By addressing Mildred’s needs for safety and shelter Reverend Jones was also building bridges to the community in which he lived and worked. He was showing both his parishioners and other townspeople that he had credibility; here was a man who could be trusted to do the right thing if an abused woman came to him in need. Reverend Jones also demonstrated the importance of teamwork. Clergy need to network with other professionals with more specialized skills and experience related to families and violence.
Allan’s actions also signaled to the townspeople that he wanted to be pro-active in addressing the issue of violence from a faith perspective. By standing in solidarity with Mildred and her mother and by remaining strong in his resolve to enlist other members of the congregation to become involved in helping, Allan was acknowledging the need for the Christian community to take off its blinders regarding abuse and to actively engage in both dialogue and action concerning this social issue. Reverend Jones’ position was very clear: “God does not expect women to live in violent marriages. Love is not about bruises, black eyes, and damaging words.”
Unfortunately, because Allan’s interpretation of Christianity and abuse is not fully embraced by all clergy it is important for the other professionals to know what he believes so that they can turn to him when an abused woman wants to talk about her situation within the context of her faith.
Rev. Kelly Higgins Fredericton, NB
Response from a Pastor
1. Why do you think Mildred sought spiritual care in the aftermath of the crisis at home?
Leaving an abusive relationship is a difficult choice for any woman and may be especially difficult for a Christian woman. In addition to the practical concerns such as where to go and how to provide for herself and her children, Christian women may be plagued with spiritual questions, like:
is God testing me? did “for better or worse” mean this? is this what God means by “submission?” is leaving for my safety and/or the safety of my children a sin? why is God allowing this to happen to me? what does God want me to do?

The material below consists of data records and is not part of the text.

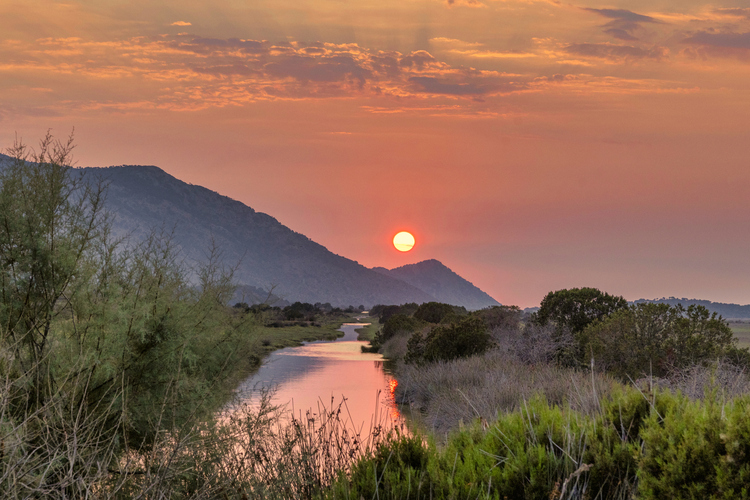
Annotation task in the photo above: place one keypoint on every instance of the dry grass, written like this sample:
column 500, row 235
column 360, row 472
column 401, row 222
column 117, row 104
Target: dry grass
column 727, row 380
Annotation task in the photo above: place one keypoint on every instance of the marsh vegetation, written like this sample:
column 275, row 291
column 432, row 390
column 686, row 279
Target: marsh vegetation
column 115, row 357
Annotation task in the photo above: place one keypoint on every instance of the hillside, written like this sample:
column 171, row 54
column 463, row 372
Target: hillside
column 439, row 281
column 270, row 254
column 727, row 311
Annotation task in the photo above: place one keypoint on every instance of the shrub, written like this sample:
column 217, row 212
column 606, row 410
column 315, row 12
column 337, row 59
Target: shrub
column 437, row 312
column 398, row 324
column 656, row 339
column 466, row 338
column 502, row 317
column 577, row 308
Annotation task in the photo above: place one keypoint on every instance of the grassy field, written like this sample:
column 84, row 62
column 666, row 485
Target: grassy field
column 741, row 330
column 288, row 336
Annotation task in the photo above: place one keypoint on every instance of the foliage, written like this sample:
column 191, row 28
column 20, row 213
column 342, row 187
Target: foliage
column 652, row 446
column 104, row 346
column 577, row 308
column 299, row 310
column 437, row 312
column 649, row 338
column 467, row 337
column 399, row 324
column 383, row 312
column 500, row 317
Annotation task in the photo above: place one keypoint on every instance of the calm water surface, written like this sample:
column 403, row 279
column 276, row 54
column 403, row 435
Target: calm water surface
column 315, row 373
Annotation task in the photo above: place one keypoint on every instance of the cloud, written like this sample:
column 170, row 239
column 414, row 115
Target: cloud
column 188, row 72
column 734, row 12
column 623, row 22
column 474, row 50
column 623, row 15
column 720, row 40
column 613, row 52
column 465, row 3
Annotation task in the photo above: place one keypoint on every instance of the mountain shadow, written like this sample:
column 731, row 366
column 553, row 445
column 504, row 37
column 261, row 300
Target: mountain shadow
column 439, row 281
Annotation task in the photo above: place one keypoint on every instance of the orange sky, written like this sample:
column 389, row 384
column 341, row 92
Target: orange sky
column 530, row 145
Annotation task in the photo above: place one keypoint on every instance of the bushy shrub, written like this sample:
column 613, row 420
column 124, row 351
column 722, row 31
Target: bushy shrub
column 648, row 338
column 398, row 324
column 577, row 308
column 502, row 317
column 437, row 312
column 397, row 469
column 384, row 312
column 465, row 338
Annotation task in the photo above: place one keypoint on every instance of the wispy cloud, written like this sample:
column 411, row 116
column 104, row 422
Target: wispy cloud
column 617, row 53
column 624, row 23
column 188, row 72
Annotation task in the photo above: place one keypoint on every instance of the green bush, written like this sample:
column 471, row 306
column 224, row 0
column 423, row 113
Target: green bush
column 437, row 312
column 397, row 469
column 468, row 337
column 648, row 338
column 399, row 324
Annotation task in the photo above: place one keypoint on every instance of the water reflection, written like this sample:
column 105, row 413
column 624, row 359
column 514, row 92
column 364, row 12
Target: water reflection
column 325, row 373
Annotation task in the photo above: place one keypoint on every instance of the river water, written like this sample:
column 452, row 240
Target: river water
column 326, row 372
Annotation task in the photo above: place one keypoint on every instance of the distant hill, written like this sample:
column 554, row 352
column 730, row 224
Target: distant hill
column 727, row 311
column 446, row 286
column 271, row 256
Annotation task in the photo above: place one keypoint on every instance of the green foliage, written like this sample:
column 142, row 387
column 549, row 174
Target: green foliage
column 501, row 317
column 649, row 446
column 117, row 333
column 649, row 338
column 399, row 324
column 467, row 337
column 384, row 312
column 397, row 469
column 437, row 312
column 577, row 308
column 301, row 311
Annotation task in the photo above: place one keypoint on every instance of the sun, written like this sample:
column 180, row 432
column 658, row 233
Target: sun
column 403, row 241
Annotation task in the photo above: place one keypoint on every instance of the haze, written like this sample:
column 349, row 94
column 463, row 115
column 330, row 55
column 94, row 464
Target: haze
column 528, row 145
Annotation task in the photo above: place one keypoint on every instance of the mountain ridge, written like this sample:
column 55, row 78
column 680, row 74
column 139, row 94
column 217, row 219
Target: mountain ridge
column 441, row 282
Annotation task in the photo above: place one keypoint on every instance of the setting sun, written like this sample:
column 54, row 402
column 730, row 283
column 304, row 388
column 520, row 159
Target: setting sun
column 403, row 241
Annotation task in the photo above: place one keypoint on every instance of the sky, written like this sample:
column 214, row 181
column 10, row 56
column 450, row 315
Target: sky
column 529, row 145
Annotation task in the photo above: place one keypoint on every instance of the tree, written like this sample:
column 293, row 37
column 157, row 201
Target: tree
column 577, row 308
column 656, row 339
column 50, row 222
column 467, row 337
column 437, row 312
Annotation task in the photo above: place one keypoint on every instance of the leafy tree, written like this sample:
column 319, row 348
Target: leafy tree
column 577, row 308
column 98, row 329
column 398, row 324
column 501, row 317
column 467, row 337
column 649, row 338
column 437, row 312
column 50, row 221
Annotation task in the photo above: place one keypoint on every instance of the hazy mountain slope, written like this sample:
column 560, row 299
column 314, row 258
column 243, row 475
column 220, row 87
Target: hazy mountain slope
column 146, row 197
column 727, row 311
column 446, row 286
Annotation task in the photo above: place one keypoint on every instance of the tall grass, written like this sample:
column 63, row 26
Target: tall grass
column 445, row 395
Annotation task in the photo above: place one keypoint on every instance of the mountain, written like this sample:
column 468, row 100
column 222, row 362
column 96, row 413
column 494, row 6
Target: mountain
column 446, row 286
column 727, row 311
column 270, row 257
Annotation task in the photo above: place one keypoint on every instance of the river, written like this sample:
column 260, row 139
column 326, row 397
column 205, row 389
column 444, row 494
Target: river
column 326, row 372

Mildred may have sought spiritual care in order to help her address questions such as these. Clearly Allan was helpful over a sustained period of time in assisting Mildred to come to a fuller understanding of God’s plan for family life.
2. What might a local congregation offer to a woman in Mildred’s situation?
Family violence is an issue which crosses ideological boundaries. Christians must not compromise biblical principles, but rather be guided by them in ministering in crisis situations to people who have lost their spiritual bearings and are extremely vulnerable.
Individuals and families who are affected by family violence often have a variety of needs, including some or all of the following:
- practical needs—food, clothing, shelter, child care;
- socio-emotional needs—psychological counselling, emotional support;
- financial needs—money, employment;
- legal needs—advice, representation;
- spiritual needs—spiritual counsel, prayer.
No single individual, agency or organization can meet all of these needs. Just as the needs are different but not mutually exclusive, so the roles of the various care givers are different but not mutually exclusive.